The deal was reached a few hours after Israel’s army said it fired tank rounds and artillery into southern Lebanon in retaliation for a bomb that targeted its soldiers patrolling the border. No injuries were reported on either side.
The Israel-Lebanon border has been mostly quiet since Israel and Hezbollah fought an inconclusive war in 2006, but Israeli forces still hold at least three pockets of occupied territory which are claimed by Lebanon.
“Based on the state’s responsibility to preserve Lebanon’s sovereignty, independence and territorial integrity and the security of its citizens, the government affirms the duty of the state and its efforts to liberate the Shebaa Farms and Kfar Shouba Hills and the Lebanese part of Ghajar through all legitimate means,” the government statement said.
It also “affirms the right of Lebanese citizens to resist Israeli occupation and repel aggressions and recover occupied territory.”
Agreement on the declaration paves the way for Salam to put his government to a vote of confidence, almost exactly a year after he was first asked to try to put together a Cabinet following the resignation of his predecessor, former Lebanese prime minister Najib Mikati.
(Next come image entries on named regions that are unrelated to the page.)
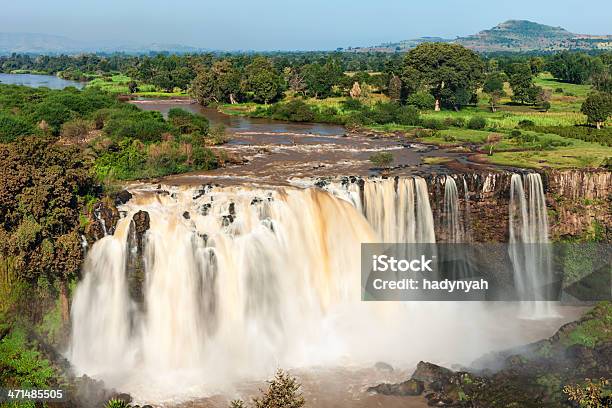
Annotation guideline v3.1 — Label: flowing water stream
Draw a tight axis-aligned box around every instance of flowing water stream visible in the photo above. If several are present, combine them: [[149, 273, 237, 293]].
[[69, 177, 576, 402]]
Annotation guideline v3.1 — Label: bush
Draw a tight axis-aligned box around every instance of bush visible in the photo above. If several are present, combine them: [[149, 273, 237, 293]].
[[518, 119, 535, 129], [397, 106, 421, 126], [370, 152, 395, 169], [60, 119, 93, 142], [230, 370, 306, 408], [367, 102, 401, 125], [444, 117, 465, 127], [422, 118, 448, 130], [270, 99, 315, 122], [467, 116, 487, 130], [207, 123, 228, 145], [168, 108, 209, 135], [345, 112, 372, 128], [342, 98, 364, 111], [0, 113, 34, 143], [406, 92, 436, 110], [530, 126, 612, 146]]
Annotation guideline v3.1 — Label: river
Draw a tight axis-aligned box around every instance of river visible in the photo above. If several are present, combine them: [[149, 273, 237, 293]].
[[132, 99, 438, 185], [0, 73, 85, 89]]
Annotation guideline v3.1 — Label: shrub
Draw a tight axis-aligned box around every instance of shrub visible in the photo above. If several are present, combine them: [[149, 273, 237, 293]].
[[168, 108, 209, 135], [230, 370, 306, 408], [60, 119, 93, 142], [367, 102, 401, 125], [467, 116, 487, 130], [208, 123, 228, 145], [518, 119, 535, 129], [370, 152, 395, 169], [397, 106, 421, 126], [406, 92, 436, 110], [104, 398, 130, 408], [422, 118, 448, 130], [444, 117, 465, 127], [345, 112, 372, 128], [0, 113, 34, 143], [31, 102, 75, 135], [270, 99, 315, 122], [342, 98, 364, 111]]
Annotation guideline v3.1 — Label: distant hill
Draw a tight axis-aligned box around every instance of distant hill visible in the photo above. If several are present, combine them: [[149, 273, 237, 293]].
[[0, 33, 82, 53], [455, 20, 612, 52], [349, 20, 612, 52], [0, 33, 204, 55]]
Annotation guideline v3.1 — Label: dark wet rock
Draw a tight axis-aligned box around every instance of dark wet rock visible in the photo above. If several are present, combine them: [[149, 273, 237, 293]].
[[368, 380, 425, 397], [85, 197, 119, 244], [374, 361, 393, 371], [132, 210, 151, 238], [126, 210, 151, 309], [221, 214, 234, 227], [114, 393, 132, 404], [65, 375, 132, 408], [410, 361, 453, 384], [115, 190, 132, 205], [198, 203, 211, 216]]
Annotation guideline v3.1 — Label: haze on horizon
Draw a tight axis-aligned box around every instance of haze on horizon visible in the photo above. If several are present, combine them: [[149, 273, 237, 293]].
[[0, 0, 612, 50]]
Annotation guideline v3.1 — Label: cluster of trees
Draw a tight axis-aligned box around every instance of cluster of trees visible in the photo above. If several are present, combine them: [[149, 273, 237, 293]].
[[191, 56, 387, 105], [0, 85, 223, 180]]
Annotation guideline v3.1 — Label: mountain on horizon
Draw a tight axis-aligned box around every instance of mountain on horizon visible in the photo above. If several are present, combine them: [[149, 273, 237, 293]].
[[352, 20, 612, 52], [0, 20, 612, 55], [0, 33, 204, 55]]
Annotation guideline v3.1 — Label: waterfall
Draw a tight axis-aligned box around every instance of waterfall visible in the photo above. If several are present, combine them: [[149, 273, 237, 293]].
[[463, 176, 472, 242], [73, 177, 556, 403], [363, 177, 436, 242], [69, 188, 388, 396], [443, 176, 462, 242], [509, 173, 553, 318]]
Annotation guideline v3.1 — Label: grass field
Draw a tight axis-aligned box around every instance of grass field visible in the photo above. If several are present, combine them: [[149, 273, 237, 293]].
[[87, 74, 187, 98]]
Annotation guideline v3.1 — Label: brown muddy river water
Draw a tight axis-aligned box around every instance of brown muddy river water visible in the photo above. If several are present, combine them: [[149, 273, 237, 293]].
[[118, 100, 583, 408], [132, 100, 460, 184]]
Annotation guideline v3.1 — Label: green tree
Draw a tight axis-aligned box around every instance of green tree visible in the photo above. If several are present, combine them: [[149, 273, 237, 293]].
[[302, 58, 344, 98], [191, 59, 240, 105], [482, 72, 506, 112], [388, 74, 402, 102], [508, 63, 541, 104], [402, 43, 484, 110], [548, 51, 604, 84], [242, 57, 284, 104], [580, 92, 612, 129], [370, 152, 395, 169]]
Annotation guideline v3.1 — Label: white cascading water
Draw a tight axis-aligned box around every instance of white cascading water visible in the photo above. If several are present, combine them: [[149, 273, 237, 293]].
[[363, 177, 436, 243], [68, 178, 556, 402], [443, 176, 463, 242], [509, 173, 556, 319]]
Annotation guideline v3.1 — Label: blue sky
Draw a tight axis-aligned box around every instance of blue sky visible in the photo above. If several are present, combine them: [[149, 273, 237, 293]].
[[0, 0, 612, 50]]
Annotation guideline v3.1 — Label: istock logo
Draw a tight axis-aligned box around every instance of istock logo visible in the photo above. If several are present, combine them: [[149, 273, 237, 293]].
[[372, 255, 433, 272]]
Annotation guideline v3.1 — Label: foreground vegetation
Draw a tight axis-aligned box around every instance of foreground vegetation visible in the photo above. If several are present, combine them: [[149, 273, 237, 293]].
[[0, 85, 222, 180]]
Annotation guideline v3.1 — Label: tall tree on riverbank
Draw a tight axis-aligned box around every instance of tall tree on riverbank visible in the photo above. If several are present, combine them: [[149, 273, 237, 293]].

The declaration reflected a compromise between the Hezbollah-led political coalition, which sought to guarantee Shiite Hezbollah’s right to fight Israel and to justify maintaining its huge weapons arsenal, with Sunni-led political opponents who sought to emphasize the role of the state in carrying arms.
Tensions between Hezbollah and its Sunni opponents inside Lebanon have been sharply heightened by the civil war in neighboring Syria, where Hezbollah fighters have been battling alongside Syrian President Bashar al-Assad’s forces against Sunni rebels, who are backed by many Lebanese Sunnis.
Jreij said some ministers expressed reservations, because the statement failed to spell out Lebanese state control over the military conflict with Israel and because it refers to “resistance,” Hezbollah’s label for its military operations.
A functioning Lebanese government would finally be in a position to pursue an offshore oil and gas exploration licensing round that has been delayed for months by the political deadlock.